Гдышека не было долго. Только я начала подумывать, не направиться ли выуживать его из колодца, как он воротился самостоятельно, промокший, но ужасно довольный собой.

— Скажите на милость, — я поставила на стол чашки, — зачем высокопоставленным господам жертвовать своим временем и переться, бес знает куда? В чём же выгода, Винсент?

— Во-первых, — отвечал виконт, таская варенье прямо из банки, — король отчаянно Желает знать о плане покушения и всех заговорщиках. Во-вторых, вы не согласились помочь в борьбе с недругами, а другие, быть может, пойдут на сотрудничество.

— Не смешите меня, — махнула я рукой, — никто из Лунных Дочерей не пойдёт на это и не станет помогать в вашей глупой войне. Знания и сила не для того даются. И вообще, откуда вы знаете, чего желает ваш король?

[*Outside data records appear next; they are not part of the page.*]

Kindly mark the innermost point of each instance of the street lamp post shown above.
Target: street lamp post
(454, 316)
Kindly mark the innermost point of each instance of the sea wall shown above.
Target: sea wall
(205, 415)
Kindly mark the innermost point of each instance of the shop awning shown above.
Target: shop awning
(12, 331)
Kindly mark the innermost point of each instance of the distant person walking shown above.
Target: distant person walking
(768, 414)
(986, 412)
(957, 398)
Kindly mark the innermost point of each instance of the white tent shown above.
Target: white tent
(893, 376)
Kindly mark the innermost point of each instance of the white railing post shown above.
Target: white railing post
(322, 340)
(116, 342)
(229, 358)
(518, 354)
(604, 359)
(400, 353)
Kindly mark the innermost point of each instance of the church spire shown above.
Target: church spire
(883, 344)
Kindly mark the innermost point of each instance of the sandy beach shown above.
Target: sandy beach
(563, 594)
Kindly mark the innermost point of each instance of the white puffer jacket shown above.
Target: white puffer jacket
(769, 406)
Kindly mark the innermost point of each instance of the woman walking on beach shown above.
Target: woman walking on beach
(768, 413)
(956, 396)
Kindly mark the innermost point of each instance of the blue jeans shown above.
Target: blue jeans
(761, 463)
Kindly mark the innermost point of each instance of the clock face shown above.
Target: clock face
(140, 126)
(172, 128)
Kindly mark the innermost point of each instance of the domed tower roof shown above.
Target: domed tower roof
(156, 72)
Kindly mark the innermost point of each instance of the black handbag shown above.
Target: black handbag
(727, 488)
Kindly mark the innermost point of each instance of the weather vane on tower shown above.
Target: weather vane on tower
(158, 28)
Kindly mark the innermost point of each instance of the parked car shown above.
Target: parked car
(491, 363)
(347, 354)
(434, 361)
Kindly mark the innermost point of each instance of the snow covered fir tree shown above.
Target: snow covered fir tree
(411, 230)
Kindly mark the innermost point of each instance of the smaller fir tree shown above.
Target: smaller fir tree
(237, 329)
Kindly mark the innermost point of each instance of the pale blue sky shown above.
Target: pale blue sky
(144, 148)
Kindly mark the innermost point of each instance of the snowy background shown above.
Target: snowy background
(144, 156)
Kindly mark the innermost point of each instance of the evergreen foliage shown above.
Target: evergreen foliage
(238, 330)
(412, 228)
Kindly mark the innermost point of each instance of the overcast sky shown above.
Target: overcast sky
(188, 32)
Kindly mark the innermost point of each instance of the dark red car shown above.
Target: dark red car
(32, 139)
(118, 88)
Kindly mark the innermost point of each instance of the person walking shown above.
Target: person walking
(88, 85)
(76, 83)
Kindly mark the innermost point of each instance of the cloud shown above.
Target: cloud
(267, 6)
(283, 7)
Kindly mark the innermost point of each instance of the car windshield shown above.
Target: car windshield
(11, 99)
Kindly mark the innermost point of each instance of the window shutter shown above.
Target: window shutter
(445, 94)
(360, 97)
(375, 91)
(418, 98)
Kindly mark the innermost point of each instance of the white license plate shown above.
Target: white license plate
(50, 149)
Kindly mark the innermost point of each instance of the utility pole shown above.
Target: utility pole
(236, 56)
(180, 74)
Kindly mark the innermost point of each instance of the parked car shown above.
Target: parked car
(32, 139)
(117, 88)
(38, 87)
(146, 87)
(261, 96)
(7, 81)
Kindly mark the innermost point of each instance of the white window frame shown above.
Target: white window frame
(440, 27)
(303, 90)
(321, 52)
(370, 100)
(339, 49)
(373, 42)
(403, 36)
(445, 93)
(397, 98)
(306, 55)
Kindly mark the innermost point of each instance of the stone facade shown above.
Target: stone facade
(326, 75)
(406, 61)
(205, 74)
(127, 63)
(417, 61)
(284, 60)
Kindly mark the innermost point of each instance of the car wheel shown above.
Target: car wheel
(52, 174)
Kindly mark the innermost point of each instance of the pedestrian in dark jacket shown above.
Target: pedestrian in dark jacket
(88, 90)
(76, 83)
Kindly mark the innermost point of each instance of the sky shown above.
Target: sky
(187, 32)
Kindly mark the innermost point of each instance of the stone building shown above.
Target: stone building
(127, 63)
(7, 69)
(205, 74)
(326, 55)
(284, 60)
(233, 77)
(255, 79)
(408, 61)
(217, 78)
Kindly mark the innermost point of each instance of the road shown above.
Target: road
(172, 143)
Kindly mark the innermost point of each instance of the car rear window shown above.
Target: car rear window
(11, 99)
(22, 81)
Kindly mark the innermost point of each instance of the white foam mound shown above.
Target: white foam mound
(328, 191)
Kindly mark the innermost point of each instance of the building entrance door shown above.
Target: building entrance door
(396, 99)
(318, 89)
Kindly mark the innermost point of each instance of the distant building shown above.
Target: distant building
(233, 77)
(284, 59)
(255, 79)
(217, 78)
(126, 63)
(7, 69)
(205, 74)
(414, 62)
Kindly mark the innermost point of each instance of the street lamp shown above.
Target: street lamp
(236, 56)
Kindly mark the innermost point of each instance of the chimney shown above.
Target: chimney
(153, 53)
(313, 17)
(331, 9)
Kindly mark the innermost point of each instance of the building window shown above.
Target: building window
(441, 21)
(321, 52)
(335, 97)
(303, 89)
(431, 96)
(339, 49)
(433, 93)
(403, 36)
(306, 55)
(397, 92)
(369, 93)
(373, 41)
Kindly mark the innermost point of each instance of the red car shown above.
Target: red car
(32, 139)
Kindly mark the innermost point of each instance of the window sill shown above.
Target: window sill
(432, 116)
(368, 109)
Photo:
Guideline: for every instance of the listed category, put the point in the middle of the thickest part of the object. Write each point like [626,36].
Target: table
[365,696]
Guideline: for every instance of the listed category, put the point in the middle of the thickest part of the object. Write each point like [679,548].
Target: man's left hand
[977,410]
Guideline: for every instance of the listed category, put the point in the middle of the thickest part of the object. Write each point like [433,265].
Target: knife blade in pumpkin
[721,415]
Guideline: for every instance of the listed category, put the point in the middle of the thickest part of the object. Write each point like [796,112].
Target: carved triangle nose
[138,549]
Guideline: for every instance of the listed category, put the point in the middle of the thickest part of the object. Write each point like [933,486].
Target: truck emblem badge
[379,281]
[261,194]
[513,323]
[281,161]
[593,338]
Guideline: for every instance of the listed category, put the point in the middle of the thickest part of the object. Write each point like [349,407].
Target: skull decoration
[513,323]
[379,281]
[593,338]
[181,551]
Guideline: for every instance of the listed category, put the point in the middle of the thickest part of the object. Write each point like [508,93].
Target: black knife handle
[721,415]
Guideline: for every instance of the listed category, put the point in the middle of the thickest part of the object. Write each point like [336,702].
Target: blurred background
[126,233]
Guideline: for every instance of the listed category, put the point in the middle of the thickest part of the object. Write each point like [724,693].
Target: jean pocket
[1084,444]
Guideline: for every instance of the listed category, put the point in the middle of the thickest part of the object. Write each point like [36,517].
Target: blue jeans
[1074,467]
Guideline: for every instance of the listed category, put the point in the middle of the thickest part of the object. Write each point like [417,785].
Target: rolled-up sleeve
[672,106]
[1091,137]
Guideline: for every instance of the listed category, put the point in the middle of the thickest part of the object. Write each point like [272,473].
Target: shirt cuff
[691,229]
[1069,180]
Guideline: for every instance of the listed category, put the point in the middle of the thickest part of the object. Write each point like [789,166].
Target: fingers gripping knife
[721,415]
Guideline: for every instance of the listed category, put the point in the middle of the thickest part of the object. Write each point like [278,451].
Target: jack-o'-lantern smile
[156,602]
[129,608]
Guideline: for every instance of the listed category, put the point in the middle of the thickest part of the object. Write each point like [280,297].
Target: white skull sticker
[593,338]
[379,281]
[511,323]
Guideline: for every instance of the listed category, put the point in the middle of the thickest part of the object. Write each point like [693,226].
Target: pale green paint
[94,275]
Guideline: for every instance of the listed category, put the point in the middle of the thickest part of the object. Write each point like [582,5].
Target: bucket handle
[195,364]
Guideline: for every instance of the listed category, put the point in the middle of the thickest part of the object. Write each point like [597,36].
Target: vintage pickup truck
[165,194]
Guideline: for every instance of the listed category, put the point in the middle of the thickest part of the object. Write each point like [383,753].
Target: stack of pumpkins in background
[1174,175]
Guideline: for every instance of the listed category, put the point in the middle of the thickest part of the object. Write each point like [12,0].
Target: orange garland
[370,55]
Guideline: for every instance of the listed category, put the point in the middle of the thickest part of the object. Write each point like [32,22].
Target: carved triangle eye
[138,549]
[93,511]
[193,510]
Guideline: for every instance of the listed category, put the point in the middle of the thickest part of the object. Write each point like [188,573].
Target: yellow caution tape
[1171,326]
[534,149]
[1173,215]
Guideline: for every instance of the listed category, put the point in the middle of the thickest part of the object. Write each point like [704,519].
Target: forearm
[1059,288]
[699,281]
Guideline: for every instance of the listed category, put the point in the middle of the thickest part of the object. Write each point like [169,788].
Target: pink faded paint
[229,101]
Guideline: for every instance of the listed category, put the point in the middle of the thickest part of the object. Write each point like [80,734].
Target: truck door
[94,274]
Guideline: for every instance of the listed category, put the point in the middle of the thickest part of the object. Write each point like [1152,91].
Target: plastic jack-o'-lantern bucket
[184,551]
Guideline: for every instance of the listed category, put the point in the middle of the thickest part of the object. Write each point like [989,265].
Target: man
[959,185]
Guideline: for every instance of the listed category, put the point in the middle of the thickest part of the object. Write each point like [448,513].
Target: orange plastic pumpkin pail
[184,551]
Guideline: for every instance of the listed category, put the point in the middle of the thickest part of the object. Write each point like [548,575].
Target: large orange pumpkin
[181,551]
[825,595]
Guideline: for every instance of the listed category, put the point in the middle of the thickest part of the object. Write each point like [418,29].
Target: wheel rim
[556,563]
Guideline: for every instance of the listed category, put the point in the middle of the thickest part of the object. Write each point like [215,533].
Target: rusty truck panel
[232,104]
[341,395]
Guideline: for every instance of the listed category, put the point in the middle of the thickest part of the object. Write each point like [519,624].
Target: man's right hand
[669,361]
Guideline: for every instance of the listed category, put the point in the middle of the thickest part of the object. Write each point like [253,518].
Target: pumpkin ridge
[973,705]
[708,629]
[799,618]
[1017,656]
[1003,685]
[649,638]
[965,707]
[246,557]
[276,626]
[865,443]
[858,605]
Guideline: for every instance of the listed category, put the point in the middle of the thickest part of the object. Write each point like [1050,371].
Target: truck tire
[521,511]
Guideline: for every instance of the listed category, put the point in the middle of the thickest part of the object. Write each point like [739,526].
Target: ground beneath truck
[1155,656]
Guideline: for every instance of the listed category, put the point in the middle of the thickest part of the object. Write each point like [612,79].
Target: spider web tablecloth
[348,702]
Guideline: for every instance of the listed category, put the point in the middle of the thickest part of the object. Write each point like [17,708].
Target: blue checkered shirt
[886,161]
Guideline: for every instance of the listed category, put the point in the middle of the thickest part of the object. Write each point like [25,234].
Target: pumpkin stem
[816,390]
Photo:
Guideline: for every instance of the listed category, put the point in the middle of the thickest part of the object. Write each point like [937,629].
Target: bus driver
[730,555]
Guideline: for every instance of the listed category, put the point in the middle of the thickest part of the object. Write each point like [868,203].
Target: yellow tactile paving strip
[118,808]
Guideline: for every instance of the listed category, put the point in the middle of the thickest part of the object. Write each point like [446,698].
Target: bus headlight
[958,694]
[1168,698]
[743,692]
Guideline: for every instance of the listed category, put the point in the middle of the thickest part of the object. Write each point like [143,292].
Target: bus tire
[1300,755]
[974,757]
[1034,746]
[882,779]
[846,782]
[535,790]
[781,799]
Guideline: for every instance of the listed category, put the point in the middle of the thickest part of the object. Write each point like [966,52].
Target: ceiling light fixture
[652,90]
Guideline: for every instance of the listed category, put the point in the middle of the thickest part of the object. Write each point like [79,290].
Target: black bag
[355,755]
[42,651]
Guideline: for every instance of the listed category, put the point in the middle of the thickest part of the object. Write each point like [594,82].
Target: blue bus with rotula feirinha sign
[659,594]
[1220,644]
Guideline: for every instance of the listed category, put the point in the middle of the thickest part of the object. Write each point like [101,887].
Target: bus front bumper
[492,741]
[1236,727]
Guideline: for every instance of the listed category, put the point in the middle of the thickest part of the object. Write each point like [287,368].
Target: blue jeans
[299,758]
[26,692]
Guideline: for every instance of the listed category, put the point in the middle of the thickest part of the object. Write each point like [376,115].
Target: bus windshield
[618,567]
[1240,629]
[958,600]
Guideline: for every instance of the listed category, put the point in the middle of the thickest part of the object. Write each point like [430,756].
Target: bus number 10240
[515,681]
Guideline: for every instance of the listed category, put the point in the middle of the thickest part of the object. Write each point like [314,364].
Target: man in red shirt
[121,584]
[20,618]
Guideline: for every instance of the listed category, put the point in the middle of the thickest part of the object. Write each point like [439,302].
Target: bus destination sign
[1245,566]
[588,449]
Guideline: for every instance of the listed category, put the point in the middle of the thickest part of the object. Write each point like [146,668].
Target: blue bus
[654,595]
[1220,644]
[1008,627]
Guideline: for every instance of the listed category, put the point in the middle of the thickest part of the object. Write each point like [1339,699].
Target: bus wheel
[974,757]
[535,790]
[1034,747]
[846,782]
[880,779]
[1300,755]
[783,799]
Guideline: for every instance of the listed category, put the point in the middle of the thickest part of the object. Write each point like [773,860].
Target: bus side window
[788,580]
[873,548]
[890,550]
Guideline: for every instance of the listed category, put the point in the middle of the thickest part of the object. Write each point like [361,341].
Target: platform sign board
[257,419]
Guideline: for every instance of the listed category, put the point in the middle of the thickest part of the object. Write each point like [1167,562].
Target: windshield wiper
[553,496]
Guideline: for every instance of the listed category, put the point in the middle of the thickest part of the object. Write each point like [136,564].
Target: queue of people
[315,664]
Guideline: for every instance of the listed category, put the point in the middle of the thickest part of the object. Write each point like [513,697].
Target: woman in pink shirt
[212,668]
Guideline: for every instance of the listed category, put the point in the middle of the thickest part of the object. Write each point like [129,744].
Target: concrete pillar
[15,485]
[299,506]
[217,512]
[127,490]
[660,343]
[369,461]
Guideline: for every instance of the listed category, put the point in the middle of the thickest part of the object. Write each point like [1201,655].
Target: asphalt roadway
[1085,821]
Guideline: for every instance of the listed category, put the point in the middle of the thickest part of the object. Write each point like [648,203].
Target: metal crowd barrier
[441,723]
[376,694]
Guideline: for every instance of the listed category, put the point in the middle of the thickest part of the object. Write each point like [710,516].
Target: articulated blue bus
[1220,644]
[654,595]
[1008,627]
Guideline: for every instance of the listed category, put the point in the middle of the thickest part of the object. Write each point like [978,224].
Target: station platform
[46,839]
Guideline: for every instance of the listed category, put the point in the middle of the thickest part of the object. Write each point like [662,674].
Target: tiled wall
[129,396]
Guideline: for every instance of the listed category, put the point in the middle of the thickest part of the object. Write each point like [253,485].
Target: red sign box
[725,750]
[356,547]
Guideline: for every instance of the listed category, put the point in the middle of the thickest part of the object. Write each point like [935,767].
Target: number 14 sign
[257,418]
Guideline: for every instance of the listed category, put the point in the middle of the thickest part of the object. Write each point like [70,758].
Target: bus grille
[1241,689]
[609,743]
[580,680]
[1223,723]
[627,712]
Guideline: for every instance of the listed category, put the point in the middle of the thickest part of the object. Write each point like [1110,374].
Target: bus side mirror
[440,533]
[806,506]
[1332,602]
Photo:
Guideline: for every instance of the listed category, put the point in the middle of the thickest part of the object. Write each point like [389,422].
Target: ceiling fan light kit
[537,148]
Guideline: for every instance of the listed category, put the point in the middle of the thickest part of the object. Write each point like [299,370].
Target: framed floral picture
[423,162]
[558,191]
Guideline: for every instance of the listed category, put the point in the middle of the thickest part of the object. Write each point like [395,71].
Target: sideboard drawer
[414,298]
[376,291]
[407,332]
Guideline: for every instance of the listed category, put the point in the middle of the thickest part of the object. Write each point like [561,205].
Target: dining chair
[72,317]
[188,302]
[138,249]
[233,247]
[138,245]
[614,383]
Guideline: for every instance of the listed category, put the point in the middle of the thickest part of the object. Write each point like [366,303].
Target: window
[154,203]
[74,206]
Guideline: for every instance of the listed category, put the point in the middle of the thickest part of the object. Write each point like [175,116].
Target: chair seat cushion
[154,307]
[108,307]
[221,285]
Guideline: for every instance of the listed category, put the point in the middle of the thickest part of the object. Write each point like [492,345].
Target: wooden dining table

— Но ведь он сам ясно дал понять это. Или вы не слушали и ловили ворон?

— Минуточку, с этого места подробнее. Вы хотите сказать, что утром я говорила с королём?

— Так и есть. Точнее, не говорила, а дерзила и отшучивалась, — Гдышек вздохнул и закатил глаза.

— Этот юнец на короля совершенно не тянет.

— А по-вашему, король обязательно должен быть старым, толстым и лысым, как ваш? Я полагаю, что когда-то и он был молодым.

— Трудно представить… Ну, если только это было очень-очень-очень-очень давно.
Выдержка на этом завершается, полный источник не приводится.